Like Ruth, the green girl, Maria, as a never-quite-model-and-actress, is always on display and aware of it, craving the attention as much as she despises it. Living in Hollywood, she is, like Ruth in the store where she works, just another part of the scenery of desperate and drugged women who, as Maria refers to her own beauty, “looked all right” and move through their lives playing the proper parts. Like Ruth, Maria is self-absorbed and selfish, but she has a stronger awareness of these flaws. She enjoys watching a movie she starred in because “the girl on the screen
seemed to have a definite knack for controlling her own destiny.” Just as Ruth often feels like she is someone else’s character, Maria, as an actress, has had opportunities to become someone else’s character to similar effect.
As a fading green girl, Maria remains detached. She loves her daughter and mourns her mother, but like with Ruth in Green Girl, she approaches most of her relationships clinically, with a bemused detachment. She rarely indicates a genuine interest in preserving her marriage and has little tolerance for the men in her life. When her lover, Les, leaves three messages, she asks her answering service to tell him she hasn’t picked up her messages because “she had nothing to say to any of them.” After she has an abortion, she meets Les Goodwin and he asks what’s wrong with her. She says, “I am just very very very tired of listening to you all.” What the people in her life label, throughout the novel, as insanity or selfishness reads quite clearly as weariness—a weariness of playing her part properly, of being on display, of being the ingenue and good green girl.

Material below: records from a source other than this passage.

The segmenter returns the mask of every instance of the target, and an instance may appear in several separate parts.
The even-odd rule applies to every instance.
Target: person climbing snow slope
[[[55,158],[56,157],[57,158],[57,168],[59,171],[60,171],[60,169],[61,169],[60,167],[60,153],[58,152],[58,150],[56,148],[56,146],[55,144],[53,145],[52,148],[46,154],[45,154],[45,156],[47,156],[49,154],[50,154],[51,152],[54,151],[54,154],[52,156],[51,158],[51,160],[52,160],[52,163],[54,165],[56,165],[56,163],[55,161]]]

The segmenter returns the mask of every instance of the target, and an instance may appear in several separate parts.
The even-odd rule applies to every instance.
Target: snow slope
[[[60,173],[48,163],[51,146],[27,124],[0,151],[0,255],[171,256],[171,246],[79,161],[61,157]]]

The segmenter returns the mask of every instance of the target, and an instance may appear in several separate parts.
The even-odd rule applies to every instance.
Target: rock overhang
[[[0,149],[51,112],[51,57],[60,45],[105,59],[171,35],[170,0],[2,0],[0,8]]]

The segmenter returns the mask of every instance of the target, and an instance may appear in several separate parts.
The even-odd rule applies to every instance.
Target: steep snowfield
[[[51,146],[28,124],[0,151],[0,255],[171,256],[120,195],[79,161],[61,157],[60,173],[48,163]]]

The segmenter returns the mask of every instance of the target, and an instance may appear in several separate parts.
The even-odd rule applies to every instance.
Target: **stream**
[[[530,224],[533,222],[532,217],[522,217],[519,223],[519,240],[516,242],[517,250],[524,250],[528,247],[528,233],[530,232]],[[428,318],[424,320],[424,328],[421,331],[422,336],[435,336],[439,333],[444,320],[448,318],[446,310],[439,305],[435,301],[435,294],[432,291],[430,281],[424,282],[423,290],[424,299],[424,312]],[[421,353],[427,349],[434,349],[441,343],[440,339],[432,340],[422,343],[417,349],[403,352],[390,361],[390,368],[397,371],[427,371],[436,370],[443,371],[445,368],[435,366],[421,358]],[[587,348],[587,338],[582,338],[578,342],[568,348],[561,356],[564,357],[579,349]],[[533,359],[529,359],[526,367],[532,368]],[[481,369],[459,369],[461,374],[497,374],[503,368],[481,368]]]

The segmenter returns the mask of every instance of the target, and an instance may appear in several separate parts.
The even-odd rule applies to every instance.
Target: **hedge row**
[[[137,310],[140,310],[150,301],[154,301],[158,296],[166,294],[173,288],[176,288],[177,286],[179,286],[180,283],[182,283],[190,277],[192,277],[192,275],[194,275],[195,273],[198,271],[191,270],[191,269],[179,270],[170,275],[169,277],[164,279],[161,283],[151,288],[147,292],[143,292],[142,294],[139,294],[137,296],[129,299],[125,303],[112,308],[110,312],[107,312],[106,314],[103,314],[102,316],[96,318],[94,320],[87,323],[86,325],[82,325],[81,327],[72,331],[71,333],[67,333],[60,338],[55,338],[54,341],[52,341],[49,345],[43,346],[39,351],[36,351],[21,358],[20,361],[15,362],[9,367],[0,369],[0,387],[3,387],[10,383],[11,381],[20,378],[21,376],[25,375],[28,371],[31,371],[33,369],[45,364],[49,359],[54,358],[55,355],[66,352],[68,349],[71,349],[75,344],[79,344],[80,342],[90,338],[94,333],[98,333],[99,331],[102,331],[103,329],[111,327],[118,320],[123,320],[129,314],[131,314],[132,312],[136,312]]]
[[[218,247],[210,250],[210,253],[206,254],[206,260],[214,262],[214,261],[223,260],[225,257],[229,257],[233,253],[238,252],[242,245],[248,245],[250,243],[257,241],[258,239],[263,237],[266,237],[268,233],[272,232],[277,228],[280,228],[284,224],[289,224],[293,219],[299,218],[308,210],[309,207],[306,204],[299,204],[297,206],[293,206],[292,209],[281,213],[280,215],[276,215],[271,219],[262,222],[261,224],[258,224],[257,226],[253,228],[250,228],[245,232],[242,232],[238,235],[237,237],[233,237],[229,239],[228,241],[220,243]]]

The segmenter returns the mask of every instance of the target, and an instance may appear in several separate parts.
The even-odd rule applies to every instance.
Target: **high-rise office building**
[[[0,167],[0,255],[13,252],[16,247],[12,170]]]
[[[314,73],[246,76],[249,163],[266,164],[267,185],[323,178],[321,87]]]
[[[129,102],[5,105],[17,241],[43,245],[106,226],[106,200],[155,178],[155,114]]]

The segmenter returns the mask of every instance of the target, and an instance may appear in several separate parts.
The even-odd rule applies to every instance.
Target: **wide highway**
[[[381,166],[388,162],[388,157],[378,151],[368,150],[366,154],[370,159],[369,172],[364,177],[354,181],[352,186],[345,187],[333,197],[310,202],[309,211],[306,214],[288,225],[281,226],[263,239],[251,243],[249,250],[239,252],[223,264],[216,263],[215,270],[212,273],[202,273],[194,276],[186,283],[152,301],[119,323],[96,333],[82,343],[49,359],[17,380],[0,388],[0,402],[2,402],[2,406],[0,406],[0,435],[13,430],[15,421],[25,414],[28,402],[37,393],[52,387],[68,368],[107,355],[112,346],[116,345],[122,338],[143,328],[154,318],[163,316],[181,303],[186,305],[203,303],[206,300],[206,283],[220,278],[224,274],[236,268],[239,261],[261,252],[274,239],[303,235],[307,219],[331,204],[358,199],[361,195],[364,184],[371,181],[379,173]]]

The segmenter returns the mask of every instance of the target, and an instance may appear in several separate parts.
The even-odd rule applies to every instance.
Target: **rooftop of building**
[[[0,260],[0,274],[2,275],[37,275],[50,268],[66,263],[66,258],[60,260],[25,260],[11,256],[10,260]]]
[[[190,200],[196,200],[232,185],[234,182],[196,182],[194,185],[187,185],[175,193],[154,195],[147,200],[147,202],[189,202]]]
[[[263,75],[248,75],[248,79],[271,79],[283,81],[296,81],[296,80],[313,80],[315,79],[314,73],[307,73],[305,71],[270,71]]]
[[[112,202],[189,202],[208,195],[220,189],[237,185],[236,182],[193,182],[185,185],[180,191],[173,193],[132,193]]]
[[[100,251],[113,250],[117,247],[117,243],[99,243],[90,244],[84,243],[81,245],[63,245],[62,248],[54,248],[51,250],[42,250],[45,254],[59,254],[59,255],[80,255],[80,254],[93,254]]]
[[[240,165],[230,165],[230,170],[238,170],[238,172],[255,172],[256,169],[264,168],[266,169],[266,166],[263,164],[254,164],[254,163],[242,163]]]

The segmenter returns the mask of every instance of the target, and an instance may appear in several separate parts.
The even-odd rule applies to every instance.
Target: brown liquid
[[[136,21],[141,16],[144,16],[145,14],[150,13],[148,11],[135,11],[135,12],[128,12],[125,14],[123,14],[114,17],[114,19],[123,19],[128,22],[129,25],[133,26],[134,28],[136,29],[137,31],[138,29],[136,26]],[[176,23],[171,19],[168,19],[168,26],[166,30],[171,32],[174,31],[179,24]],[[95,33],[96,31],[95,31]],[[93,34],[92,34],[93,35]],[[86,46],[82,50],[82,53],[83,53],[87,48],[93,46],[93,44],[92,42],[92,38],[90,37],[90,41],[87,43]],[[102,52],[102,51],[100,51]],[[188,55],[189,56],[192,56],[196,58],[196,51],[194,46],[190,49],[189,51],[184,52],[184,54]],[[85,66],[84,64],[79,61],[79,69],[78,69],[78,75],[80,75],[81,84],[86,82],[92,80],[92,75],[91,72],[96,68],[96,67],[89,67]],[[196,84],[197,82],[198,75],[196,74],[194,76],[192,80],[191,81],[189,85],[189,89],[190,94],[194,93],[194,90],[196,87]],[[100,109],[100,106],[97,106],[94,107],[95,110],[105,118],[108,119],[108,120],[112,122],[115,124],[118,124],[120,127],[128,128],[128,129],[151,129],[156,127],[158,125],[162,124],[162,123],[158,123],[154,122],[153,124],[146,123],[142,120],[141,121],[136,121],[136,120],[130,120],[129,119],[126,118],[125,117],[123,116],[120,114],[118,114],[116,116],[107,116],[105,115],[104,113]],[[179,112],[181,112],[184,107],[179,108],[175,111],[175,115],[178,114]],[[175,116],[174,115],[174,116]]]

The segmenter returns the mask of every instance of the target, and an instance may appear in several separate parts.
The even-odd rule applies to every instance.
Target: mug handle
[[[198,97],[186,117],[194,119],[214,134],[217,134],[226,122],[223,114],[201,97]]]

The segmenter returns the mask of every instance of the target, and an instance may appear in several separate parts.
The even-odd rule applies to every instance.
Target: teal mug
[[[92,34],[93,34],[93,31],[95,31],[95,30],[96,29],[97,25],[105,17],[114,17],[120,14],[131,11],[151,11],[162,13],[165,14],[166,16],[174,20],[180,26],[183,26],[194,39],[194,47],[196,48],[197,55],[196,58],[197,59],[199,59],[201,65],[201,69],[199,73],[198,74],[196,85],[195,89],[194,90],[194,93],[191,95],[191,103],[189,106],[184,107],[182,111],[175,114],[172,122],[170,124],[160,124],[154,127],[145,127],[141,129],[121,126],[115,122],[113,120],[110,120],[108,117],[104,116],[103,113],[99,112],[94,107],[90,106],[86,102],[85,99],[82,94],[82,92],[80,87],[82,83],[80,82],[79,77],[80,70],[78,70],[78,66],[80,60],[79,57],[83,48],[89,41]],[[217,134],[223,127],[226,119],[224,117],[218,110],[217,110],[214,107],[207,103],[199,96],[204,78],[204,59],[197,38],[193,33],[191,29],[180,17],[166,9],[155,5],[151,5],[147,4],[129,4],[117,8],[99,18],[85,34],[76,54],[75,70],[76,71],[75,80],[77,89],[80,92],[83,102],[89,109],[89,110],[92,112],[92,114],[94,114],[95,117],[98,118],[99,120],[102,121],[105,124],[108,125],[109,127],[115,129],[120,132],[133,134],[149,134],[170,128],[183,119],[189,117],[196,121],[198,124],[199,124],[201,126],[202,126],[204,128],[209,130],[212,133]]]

The literature of abortion is complex. Certainly, there are novels like Richard Brautigan’s The Abortion and John Irving’s Cider House Rules, among others. These literary treatments of abortion often struggle to strike the proper balance between narrative and political message. Didion’s treatment of the subject is far more nuanced—the message does not subsume the story. This is a story about abortion, but it is also a story about what happens to the green girl who changes but does not necessarily become any less powerless, empty, filled with longing.
During the procedure, Maria is dispassionate: “No moment more or less important than any other moment, all the same: the pain as the doctor scraped signified nothing beyond itself, no more constituted the pattern of her life than did the movie on television in the living room of this house in Encino.” It is only after, when she realizes she has, perhaps, done something she would rather not have, that the emotional significance begins to affect her, and even then, she does not seem to know what to do with those emotions so she dulls them through the liberal use of barbiturates.